Cette noblesse a été chantée par le Dieu coranique : « Oui, nous avons ennobli les fils d’Adam, Nous les avons transportés dans la terre comme dans la mer et nous les pourvoyons de bonnes choses, par conséquent, Nous les avons privilégiés sur beaucoup de nos créatures »[8].
Pour le bonheur de l’homme, du vivre ensemble au faire ensemble
Que faire des acquis d’une approche humaniste du dialogue interreligieux ? Pour répondre à cette question, rappelons-nous l’un des points déjà soulevés et sur lequel croyants et non croyants pourraient s’entendre : le bonheur de l’homme doit être la finalité de toute activité humaine. Que cette finalité soit dans la quête d’une satisfaction de Dieu ou non importe peu.

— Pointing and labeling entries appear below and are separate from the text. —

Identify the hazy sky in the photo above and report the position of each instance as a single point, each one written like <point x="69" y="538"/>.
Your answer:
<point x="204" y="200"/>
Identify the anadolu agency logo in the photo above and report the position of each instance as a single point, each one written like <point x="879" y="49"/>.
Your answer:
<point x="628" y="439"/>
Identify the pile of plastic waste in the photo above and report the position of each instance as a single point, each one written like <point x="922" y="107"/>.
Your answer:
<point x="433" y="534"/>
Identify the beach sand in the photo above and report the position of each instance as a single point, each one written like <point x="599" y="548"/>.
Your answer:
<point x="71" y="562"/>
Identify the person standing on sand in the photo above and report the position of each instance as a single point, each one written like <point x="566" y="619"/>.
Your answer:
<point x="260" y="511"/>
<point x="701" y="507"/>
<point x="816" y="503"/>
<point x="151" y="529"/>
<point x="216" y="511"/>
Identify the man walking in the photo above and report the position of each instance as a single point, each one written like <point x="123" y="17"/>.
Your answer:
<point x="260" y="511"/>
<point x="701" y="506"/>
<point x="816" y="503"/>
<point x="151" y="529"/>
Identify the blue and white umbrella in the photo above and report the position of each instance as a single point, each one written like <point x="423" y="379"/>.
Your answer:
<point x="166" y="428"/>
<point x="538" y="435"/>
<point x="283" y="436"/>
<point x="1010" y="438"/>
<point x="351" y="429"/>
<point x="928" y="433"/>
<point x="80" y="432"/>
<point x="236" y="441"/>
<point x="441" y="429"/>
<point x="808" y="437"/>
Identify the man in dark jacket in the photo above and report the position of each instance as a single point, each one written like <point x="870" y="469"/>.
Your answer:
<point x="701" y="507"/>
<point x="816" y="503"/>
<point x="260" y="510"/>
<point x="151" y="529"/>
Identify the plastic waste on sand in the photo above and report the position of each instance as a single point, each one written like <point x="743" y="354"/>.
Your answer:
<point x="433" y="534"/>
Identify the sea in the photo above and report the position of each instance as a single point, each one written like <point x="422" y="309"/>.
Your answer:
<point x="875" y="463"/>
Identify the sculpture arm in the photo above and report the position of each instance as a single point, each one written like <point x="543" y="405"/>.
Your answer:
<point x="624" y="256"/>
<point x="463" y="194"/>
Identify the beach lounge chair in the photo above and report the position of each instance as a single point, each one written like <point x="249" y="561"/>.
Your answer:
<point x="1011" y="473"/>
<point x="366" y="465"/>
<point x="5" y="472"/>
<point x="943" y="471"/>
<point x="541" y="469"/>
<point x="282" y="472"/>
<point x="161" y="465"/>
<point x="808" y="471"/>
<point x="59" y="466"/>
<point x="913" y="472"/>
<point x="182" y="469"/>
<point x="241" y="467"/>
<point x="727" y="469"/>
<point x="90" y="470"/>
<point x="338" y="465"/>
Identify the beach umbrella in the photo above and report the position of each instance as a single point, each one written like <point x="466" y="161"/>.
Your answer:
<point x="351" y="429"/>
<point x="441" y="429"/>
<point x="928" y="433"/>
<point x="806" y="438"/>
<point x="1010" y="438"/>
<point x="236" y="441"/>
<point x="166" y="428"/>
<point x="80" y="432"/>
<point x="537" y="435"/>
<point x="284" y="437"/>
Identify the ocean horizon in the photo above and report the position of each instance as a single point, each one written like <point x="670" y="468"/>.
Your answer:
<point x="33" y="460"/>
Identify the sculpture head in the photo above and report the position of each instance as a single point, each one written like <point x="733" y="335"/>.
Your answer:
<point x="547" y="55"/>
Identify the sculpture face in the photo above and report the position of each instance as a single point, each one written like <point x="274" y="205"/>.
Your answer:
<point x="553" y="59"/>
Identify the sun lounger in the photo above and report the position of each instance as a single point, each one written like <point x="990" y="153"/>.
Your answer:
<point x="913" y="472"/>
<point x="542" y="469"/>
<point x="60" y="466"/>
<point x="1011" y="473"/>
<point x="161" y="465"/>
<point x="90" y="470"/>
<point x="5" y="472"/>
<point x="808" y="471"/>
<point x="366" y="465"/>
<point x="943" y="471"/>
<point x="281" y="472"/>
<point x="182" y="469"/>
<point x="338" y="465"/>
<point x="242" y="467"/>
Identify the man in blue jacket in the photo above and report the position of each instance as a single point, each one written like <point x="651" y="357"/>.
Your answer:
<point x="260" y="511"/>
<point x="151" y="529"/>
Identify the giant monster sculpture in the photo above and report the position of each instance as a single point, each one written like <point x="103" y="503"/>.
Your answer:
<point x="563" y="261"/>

Partant de là, les acquis du dialogue interreligieux dans son approche humaniste doivent accompagner le passage du vivre ensemble au faire ensemble pour que la dignité humaine soit à jamais préservée. Il ne s’agira plus de se contenter de la cohabitation passive et pacifique. La coexistence active doit être la règle du jeu.

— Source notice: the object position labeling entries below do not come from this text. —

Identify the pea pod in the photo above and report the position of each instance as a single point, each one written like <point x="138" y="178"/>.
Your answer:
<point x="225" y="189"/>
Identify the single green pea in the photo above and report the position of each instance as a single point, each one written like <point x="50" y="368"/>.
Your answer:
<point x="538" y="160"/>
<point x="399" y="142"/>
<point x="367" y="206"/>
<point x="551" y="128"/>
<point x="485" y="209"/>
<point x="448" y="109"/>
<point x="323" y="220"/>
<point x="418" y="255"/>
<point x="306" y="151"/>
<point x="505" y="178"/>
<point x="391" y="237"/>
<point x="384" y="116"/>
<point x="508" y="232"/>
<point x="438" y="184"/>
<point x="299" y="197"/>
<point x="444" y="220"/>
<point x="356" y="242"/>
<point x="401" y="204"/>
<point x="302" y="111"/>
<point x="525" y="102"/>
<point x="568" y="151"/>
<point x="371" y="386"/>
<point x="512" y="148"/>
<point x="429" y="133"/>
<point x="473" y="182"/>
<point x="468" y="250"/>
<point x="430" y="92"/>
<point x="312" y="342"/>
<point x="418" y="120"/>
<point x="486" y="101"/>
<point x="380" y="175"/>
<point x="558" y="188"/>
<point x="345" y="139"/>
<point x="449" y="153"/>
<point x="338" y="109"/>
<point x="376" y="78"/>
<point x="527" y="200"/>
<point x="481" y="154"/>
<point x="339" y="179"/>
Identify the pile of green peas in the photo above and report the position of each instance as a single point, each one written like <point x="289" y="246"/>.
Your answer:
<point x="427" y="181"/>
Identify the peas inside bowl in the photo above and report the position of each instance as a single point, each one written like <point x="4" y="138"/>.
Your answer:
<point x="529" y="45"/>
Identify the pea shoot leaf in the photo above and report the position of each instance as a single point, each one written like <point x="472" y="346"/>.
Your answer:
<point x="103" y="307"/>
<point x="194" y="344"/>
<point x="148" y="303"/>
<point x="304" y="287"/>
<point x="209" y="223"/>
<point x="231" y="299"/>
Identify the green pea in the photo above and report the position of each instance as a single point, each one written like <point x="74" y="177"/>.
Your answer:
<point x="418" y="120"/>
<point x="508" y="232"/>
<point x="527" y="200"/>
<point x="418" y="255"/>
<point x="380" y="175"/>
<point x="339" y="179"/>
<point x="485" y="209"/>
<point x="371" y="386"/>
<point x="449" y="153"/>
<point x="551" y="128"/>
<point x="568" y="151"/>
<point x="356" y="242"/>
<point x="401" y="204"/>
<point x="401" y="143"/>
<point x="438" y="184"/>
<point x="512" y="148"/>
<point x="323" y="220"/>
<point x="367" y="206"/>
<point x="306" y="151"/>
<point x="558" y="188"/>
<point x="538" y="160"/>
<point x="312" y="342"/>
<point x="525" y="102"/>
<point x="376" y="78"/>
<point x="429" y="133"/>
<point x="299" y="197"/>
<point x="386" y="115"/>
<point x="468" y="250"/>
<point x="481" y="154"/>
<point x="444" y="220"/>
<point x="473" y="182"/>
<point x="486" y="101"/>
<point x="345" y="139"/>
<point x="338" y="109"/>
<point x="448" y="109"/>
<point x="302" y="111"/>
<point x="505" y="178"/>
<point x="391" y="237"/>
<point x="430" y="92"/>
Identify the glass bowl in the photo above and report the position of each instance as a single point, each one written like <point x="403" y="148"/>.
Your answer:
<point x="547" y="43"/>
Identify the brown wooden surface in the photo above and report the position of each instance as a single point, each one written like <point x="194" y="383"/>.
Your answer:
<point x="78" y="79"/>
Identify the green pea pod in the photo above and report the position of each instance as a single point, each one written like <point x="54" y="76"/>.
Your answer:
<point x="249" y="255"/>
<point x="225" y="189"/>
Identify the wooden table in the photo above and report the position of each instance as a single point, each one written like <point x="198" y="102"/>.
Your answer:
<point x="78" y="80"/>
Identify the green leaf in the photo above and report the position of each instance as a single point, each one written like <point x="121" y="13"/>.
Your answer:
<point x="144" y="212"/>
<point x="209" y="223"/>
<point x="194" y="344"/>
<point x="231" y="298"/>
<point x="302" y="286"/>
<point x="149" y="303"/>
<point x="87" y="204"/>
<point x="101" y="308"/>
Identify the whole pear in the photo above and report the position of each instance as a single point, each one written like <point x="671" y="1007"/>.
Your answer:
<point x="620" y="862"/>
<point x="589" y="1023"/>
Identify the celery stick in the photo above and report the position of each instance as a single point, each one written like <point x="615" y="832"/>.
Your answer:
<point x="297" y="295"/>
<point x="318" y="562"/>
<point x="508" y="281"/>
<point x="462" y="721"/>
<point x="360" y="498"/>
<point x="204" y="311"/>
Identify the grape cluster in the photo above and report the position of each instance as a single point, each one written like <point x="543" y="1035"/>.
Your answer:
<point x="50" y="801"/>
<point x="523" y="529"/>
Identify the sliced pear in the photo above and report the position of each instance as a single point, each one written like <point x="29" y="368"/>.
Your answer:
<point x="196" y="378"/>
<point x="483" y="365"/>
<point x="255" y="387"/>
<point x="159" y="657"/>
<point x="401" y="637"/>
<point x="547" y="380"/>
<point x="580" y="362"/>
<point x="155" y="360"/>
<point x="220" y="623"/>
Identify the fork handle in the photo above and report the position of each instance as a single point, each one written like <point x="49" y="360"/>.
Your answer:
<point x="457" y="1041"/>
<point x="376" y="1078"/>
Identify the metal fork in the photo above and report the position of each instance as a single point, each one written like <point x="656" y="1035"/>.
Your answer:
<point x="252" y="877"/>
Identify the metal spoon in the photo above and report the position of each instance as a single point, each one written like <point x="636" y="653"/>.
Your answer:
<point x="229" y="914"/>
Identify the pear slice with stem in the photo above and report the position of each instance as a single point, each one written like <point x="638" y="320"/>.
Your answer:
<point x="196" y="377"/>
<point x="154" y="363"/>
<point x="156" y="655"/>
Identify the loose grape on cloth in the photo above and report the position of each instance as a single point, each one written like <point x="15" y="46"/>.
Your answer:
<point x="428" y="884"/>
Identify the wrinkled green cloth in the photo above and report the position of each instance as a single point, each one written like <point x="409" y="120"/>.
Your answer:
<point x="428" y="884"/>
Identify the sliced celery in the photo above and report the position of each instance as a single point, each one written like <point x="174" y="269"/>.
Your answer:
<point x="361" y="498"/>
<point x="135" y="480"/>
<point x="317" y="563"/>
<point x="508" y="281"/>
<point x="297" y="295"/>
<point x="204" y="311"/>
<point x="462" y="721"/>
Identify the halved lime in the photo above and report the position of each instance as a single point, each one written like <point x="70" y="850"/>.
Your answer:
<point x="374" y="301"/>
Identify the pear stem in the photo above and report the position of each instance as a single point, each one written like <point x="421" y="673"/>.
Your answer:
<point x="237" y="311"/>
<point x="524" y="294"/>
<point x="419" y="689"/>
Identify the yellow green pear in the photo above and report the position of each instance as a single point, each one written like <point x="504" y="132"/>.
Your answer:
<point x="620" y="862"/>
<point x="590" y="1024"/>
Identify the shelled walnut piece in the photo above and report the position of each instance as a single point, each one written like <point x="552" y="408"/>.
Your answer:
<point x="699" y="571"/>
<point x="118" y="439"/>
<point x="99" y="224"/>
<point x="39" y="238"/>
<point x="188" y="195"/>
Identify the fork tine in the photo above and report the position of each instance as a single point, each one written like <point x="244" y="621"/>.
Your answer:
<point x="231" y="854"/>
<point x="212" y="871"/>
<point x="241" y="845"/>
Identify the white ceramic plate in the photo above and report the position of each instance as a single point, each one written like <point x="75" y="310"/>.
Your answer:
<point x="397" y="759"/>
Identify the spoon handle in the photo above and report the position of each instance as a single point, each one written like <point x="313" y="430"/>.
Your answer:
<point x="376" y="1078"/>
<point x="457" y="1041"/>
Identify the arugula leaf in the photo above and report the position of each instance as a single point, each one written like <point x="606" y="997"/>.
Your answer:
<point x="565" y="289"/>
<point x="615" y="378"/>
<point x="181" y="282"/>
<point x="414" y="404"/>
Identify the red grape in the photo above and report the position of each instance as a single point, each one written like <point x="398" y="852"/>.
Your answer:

Pour ce faire, les aspirants à une approche humaniste du dialogue doivent s’accorder sur des actions concrètes pouvant fédérer tout le monde. Dons du sang, actions de solidarité envers les orphelins et les plus démunis ne sont que quelques exemples. S’enfermer dans les débats d’ordre théologique sans une planification d’actions de préservation de la dignité humaine est le piège à éviter dans un dialogue interreligieux basé sur une approche humaniste.
En ce sens, nous pensons que la crise écologique pourrait être le prétexte pour une bonne concrétisation active des acquis du dialogue. Comme nous l’avons souligné ailleurs, « à l’heure de la pollution, du réchauffement climatique, face à l’urgence d’une transition énergétique et d’un changement radical de notre mode de consommation, spéculer sur des questions juridico-théologiques n’est pas la chose la plus pressante. S’enfermer constamment dans la raison religieuse, peut, dans certains cas, participer au désordre cosmique lequel n’épargnera aucun vivant si rien n’est fait »[9].
Que l’humanisme soit la base d’un bon dialogue interreligieux pouvant aboutir à des actions de collaboration pour que le bonheur de l’homme ne soit, pour aucune raison, sacrifié.